In conclusion, this study confirmed the role of CAV-1/NF-κB in ALI, and demonstrated the mechanism by which CAV-1 knockdown upregulated autophagy to attenuate LPS-induced ALI. Nevertheless, the relationship between CAV-1 and autophagy in ALI is still not clear. Therefore, future research should focus on clarifying the detailed mechanism to support its clinical application.
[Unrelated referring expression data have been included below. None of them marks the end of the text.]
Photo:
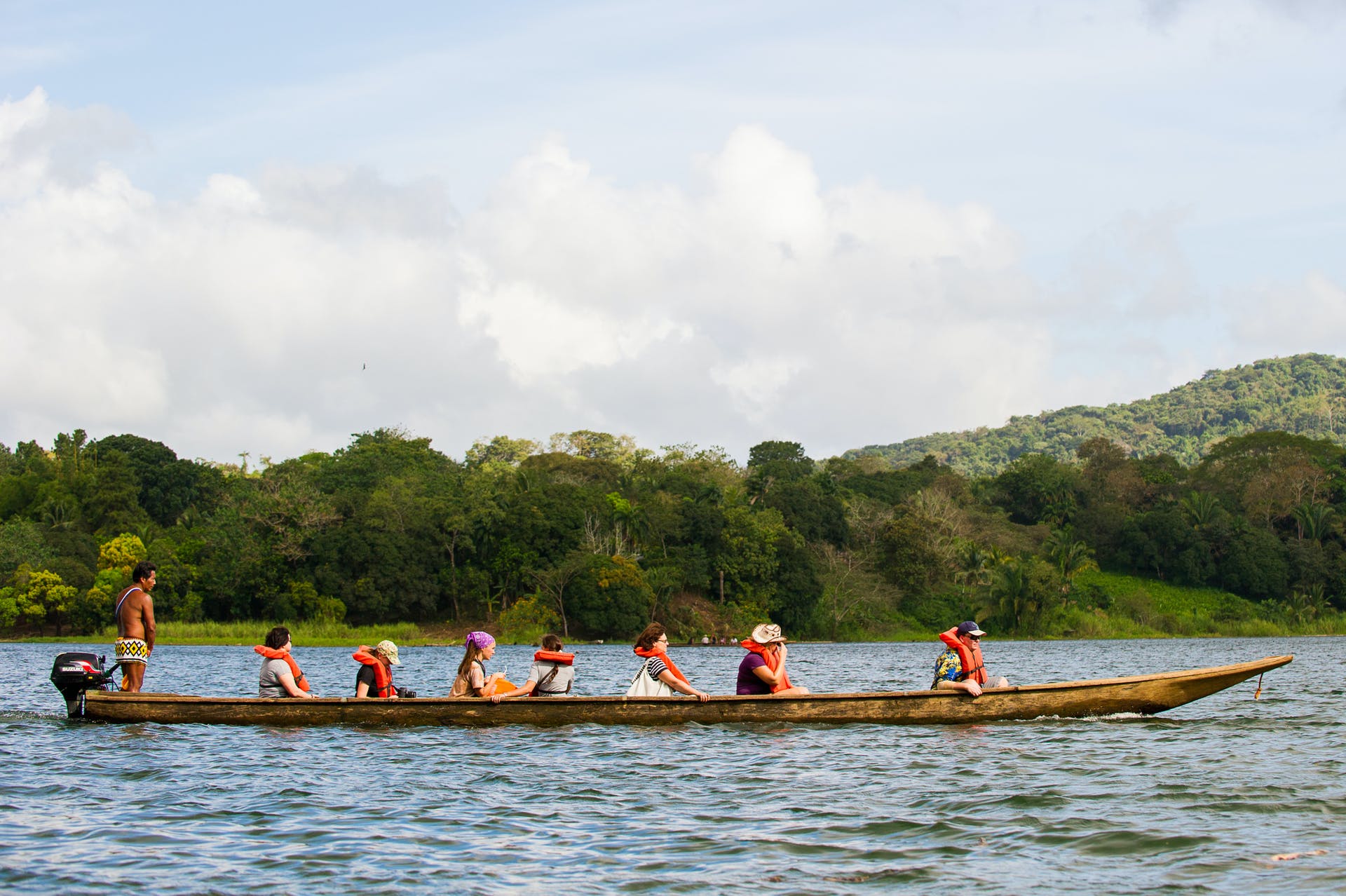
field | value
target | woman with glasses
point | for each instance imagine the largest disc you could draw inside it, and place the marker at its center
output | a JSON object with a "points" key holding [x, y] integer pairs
{"points": [[658, 676], [960, 666]]}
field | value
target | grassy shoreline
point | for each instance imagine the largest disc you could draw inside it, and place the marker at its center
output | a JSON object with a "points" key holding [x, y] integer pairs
{"points": [[245, 634]]}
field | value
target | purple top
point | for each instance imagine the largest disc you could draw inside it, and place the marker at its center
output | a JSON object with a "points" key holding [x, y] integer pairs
{"points": [[749, 681]]}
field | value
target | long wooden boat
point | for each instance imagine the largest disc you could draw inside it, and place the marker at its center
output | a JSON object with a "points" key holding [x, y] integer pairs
{"points": [[1076, 698]]}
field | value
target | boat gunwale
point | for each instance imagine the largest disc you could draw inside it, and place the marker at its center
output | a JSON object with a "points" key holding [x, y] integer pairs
{"points": [[1211, 672]]}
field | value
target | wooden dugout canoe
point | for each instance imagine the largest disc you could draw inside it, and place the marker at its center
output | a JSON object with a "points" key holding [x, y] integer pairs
{"points": [[1144, 695]]}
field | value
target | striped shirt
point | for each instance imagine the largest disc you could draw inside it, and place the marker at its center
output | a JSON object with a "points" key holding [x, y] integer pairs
{"points": [[655, 667]]}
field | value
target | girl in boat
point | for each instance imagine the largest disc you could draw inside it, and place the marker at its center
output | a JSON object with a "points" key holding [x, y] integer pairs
{"points": [[762, 672], [658, 676], [280, 676], [552, 673], [471, 680], [376, 670]]}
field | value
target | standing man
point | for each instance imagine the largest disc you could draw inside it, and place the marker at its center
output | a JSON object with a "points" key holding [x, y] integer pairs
{"points": [[960, 666], [136, 626]]}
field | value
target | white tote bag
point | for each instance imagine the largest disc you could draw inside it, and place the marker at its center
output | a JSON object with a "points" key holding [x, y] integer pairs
{"points": [[645, 686]]}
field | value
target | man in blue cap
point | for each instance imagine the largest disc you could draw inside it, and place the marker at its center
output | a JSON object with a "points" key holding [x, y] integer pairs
{"points": [[960, 666]]}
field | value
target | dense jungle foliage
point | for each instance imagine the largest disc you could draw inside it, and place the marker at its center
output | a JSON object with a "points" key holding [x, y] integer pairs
{"points": [[1305, 395], [592, 537]]}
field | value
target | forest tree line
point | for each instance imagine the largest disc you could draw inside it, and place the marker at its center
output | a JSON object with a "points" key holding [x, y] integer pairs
{"points": [[592, 536], [1302, 395]]}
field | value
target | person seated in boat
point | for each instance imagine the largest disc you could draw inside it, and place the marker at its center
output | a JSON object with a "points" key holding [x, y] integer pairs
{"points": [[376, 670], [960, 666], [762, 672], [552, 673], [280, 674], [471, 680], [658, 676]]}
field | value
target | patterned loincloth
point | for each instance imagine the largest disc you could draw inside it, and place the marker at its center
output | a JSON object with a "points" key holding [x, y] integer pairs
{"points": [[132, 650]]}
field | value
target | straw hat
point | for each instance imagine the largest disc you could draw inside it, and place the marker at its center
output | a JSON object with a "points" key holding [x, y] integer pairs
{"points": [[769, 634]]}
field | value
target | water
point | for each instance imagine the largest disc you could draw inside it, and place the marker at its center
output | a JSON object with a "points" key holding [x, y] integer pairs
{"points": [[1201, 799]]}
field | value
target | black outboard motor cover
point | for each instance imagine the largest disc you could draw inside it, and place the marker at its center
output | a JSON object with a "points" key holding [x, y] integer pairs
{"points": [[74, 673]]}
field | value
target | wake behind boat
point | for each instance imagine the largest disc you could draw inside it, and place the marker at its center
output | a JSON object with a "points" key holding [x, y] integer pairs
{"points": [[80, 679]]}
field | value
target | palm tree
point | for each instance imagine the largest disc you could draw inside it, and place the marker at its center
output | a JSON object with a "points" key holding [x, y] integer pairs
{"points": [[1312, 520], [1069, 556], [1201, 508], [1012, 592]]}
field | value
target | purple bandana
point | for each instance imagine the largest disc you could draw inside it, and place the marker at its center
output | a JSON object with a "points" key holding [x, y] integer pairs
{"points": [[480, 639]]}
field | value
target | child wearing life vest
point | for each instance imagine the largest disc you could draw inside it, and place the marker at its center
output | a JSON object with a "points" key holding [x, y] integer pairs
{"points": [[280, 674], [960, 666], [376, 670], [762, 672], [471, 680], [552, 673]]}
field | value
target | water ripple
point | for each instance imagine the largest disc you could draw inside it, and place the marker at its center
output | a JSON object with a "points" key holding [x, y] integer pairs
{"points": [[1195, 801]]}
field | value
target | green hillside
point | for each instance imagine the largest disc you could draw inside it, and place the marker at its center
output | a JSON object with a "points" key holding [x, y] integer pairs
{"points": [[1303, 395]]}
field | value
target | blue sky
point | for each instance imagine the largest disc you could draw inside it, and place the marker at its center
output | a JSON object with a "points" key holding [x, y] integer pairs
{"points": [[687, 222]]}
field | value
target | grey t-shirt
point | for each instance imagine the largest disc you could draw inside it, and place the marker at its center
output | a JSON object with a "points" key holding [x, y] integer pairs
{"points": [[268, 684], [559, 684]]}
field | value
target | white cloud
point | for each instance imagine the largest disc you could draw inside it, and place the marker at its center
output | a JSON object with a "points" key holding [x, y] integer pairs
{"points": [[285, 311]]}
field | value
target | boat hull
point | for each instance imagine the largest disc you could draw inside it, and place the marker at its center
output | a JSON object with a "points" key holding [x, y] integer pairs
{"points": [[1144, 695]]}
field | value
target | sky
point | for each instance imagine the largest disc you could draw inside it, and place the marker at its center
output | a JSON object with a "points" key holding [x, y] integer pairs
{"points": [[267, 228]]}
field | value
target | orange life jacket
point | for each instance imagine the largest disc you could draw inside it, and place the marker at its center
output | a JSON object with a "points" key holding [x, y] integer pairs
{"points": [[773, 663], [970, 657], [383, 677], [559, 660], [271, 653]]}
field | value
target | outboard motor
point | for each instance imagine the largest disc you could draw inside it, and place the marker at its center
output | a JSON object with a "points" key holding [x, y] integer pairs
{"points": [[73, 674]]}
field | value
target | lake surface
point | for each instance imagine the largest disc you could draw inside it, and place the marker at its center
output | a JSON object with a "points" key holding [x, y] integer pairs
{"points": [[1205, 799]]}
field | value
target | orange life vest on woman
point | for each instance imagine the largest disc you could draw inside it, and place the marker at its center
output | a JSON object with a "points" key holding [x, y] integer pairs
{"points": [[773, 663], [383, 677], [271, 653], [970, 657]]}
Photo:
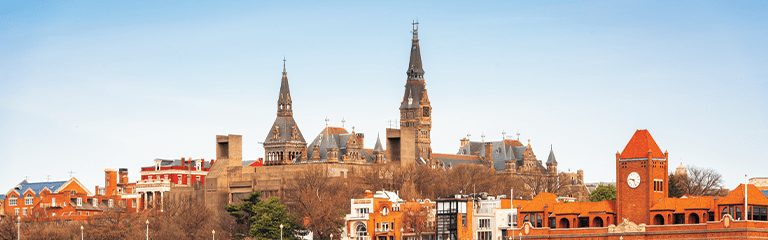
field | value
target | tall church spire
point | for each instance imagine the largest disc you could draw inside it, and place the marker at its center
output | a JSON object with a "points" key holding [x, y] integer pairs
{"points": [[415, 70], [284, 103]]}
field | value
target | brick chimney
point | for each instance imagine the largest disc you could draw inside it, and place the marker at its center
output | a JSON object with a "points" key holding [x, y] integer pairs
{"points": [[488, 152], [464, 141]]}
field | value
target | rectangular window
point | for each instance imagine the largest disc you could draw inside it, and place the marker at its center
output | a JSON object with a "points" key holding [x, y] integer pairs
{"points": [[484, 223], [484, 235]]}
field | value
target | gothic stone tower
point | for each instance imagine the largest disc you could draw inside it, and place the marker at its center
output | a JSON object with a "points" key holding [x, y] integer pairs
{"points": [[411, 143], [641, 178], [285, 143]]}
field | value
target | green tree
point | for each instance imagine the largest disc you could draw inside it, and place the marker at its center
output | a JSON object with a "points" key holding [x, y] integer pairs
{"points": [[264, 218], [674, 186], [603, 192]]}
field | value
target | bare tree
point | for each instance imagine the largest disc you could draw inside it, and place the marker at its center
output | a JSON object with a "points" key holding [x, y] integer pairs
{"points": [[701, 182], [114, 225], [319, 199], [417, 219]]}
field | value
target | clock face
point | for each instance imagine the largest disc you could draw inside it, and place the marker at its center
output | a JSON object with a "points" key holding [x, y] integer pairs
{"points": [[633, 180]]}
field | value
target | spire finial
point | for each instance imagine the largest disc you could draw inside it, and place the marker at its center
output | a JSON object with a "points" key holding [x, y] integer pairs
{"points": [[415, 31]]}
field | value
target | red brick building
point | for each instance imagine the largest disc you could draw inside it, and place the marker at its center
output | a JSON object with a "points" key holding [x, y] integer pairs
{"points": [[642, 209]]}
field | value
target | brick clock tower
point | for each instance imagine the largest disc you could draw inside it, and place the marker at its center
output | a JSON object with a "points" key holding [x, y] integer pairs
{"points": [[641, 178], [411, 143]]}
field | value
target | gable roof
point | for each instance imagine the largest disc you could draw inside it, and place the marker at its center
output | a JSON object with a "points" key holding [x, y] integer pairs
{"points": [[378, 147], [639, 145], [36, 187], [754, 196], [551, 158]]}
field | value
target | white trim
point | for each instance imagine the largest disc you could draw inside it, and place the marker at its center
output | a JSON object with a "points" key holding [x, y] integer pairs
{"points": [[173, 171], [73, 179]]}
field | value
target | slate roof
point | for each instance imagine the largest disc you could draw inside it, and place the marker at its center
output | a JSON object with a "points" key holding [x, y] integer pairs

Taken together, this study showed that activation of the CAV-1/NF-κB axis in LPS-induced ALI was associated with a decrease in autophagy and an increase in inflammation in the lung tissue. CAV-1 knockdown could block the CAV-1/NF-κB axis to significantly suppress ALI by inhibiting the autophagy-related signaling pathway, AKT/mTOR, and promoting AMPK activation, as well as inhibiting the inflammatory response caused by the infiltration of CD3+ and F4/80+ cells. However, further functional experiments need to be performed to gain a deeper understanding of the underlying mechanisms and support the blockade of the CAV-1/NF-κB axis, which may provide broad prospects for the future clinical treatment of ALI.